Page 7: Kualitas Tak Stabil

Dari data diatas, dapat disimpulkan bahwa penyebab-penyebab dari kualitas tidak stabil

selama proses produksi beserta solusi yang dapat kami berikan adalah sebagai berikut :

MACAM-MACAM PENYEBAB :

1. Man

Dalam hal ini adalah operator yang bertugas, dari mulai yang bertugas menuangkan

tepung terigu, sampai finish good. Dimana selama masa observasi, kami melihat ada

beberapa operator yang tidak melaksanakan tugasnya sesuai SOP.
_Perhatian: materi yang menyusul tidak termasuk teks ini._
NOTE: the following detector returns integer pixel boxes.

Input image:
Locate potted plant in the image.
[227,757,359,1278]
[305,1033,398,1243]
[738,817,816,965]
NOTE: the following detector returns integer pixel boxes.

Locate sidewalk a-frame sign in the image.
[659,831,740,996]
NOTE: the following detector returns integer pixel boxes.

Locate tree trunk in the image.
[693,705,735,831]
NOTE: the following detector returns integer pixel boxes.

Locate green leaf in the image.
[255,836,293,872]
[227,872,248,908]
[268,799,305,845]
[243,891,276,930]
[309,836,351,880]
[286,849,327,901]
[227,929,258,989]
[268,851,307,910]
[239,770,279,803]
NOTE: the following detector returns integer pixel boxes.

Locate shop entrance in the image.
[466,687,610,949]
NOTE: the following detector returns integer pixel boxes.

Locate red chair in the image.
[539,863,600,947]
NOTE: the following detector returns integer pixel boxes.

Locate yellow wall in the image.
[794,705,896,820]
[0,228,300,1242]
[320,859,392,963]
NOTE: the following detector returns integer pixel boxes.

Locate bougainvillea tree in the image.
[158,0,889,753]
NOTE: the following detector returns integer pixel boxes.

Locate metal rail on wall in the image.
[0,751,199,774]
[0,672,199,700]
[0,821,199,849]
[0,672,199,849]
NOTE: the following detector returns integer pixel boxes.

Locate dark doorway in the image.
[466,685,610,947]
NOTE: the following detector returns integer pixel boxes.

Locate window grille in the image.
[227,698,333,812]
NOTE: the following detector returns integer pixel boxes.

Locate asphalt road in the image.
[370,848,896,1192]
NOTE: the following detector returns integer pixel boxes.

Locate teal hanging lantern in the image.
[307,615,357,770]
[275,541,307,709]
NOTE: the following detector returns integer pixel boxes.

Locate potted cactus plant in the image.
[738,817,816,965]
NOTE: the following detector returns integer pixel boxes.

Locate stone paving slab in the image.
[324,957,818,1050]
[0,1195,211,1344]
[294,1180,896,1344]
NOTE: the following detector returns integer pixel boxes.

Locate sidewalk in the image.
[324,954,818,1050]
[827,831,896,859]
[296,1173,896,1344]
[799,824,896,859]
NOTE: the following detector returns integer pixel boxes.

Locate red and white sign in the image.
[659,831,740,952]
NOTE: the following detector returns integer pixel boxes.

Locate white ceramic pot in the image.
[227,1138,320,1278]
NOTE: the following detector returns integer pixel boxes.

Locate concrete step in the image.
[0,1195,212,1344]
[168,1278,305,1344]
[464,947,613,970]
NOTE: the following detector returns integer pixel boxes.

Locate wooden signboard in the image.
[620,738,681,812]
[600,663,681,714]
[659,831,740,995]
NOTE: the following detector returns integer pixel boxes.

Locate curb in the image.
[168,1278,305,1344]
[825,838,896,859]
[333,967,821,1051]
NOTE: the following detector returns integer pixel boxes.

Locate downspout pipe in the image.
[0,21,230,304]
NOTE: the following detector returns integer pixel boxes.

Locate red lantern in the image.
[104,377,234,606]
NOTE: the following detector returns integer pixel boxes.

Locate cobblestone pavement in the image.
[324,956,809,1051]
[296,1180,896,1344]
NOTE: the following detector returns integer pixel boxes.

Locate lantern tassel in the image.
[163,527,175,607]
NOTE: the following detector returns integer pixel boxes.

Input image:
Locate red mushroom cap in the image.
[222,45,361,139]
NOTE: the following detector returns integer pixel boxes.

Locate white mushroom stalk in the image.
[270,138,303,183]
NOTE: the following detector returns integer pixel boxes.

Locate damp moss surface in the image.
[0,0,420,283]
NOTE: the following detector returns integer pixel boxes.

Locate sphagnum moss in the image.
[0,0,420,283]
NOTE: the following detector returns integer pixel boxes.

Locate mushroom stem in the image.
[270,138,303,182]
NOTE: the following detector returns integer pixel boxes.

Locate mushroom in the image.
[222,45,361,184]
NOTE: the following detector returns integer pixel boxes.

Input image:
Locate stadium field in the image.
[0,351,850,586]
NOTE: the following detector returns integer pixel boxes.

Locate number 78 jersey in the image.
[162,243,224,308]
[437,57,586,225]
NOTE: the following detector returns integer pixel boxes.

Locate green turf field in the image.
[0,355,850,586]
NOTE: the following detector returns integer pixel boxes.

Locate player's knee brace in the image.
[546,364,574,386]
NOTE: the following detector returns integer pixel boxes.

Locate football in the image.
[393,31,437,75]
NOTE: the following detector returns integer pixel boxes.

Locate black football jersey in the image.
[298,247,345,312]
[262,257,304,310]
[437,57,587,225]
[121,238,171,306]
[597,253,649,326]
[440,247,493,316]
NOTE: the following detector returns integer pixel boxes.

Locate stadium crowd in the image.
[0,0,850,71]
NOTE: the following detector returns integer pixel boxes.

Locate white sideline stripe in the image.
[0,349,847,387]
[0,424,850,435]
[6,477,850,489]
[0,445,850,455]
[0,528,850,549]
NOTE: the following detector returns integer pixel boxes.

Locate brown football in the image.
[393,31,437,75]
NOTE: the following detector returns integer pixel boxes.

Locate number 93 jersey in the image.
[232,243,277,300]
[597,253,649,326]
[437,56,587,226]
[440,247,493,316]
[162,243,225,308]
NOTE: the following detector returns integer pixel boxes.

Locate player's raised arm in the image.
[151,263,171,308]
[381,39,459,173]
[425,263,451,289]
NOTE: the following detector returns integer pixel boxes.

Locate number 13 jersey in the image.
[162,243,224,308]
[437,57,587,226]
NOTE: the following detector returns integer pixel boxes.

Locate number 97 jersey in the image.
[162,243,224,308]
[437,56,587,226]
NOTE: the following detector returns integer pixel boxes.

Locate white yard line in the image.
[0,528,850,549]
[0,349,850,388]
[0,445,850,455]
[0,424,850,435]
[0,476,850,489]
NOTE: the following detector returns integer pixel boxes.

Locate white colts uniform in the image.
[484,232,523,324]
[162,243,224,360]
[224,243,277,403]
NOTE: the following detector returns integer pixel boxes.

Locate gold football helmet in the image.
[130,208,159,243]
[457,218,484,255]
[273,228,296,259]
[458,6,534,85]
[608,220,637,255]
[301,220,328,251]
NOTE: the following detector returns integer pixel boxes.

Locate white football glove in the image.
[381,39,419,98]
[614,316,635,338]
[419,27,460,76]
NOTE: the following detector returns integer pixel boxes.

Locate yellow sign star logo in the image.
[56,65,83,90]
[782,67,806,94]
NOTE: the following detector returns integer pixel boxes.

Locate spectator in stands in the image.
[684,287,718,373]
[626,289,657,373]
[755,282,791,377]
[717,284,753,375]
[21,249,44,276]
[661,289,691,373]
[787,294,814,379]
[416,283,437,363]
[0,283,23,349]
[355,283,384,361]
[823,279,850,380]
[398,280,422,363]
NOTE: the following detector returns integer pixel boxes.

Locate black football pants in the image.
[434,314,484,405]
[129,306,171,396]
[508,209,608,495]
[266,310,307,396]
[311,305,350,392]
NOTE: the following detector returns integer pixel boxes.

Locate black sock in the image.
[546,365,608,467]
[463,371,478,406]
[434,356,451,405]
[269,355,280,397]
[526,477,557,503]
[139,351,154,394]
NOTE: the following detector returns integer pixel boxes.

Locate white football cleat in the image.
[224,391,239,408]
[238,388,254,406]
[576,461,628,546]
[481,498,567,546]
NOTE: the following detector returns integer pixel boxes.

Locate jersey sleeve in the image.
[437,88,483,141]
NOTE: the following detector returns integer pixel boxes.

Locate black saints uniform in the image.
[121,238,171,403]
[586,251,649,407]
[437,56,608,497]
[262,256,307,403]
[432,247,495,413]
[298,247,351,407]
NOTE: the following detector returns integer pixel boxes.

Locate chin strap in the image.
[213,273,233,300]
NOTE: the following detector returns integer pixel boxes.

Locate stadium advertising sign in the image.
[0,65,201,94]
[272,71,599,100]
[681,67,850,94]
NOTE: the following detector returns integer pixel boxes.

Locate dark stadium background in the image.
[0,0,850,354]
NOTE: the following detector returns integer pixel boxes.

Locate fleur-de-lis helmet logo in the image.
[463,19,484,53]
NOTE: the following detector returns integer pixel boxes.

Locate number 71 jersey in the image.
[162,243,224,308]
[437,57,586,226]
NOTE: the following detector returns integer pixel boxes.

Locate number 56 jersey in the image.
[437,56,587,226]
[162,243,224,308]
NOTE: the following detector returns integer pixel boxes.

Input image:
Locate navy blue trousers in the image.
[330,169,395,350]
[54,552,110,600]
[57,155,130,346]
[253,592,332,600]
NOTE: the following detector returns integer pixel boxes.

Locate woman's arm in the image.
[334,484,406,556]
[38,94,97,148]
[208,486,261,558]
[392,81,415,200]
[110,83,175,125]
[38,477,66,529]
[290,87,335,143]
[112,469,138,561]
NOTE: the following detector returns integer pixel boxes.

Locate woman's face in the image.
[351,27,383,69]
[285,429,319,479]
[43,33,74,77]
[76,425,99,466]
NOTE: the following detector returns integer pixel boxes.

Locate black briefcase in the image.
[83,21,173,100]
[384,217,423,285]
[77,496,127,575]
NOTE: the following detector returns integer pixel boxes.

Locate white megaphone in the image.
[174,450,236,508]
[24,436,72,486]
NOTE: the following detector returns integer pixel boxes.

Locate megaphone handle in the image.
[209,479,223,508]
Sebagai contoh, adonan yang terputus di mesin press dan akhirnya terjatuh ke lantai

tidak dibuang (limbah), akan tetapi dimasukan kembali ke dalam feeder. Sebab utama

dari terputusnya adonan di mesin press dikarenakan adonan tidak cukup kalis saat

masih di mixing didalam mixer. Penyebab adonan tidak kalis juga kemungkinan bisa

terjadi karena human error dari operator mixing sendiri, misalnya waktu mixing terlalu

lama atau lebih cepat, atau saat penambahan air, terlalu banyak atau bahkan kurang.

Kendatipun faktor suhu, larutan alkali, dan down time pada mesin mixing juga dapat

mempengaruhi kualitas adonan, sehingga kemungkinan mie menjadi HH, HK, dan HP

cukup besar. Pada akhirnya pemborosan tepung terigu, minyak goreng, dan etiket pun

meningkat.

2. Machine

Mesin merupakan perangkat yang menjadi tolak ukur kualitas suatu produk, produksi.

Selama masa observasi, ditemukan adanya kebocoran tepung pada mesin screw di line

1, karena kebocoran ini didapatkan ± 1 karung tepung terigu selama 1 shift kerja (7

jam), yang sedikit banyaknya dapat mengurangi kualitas mie.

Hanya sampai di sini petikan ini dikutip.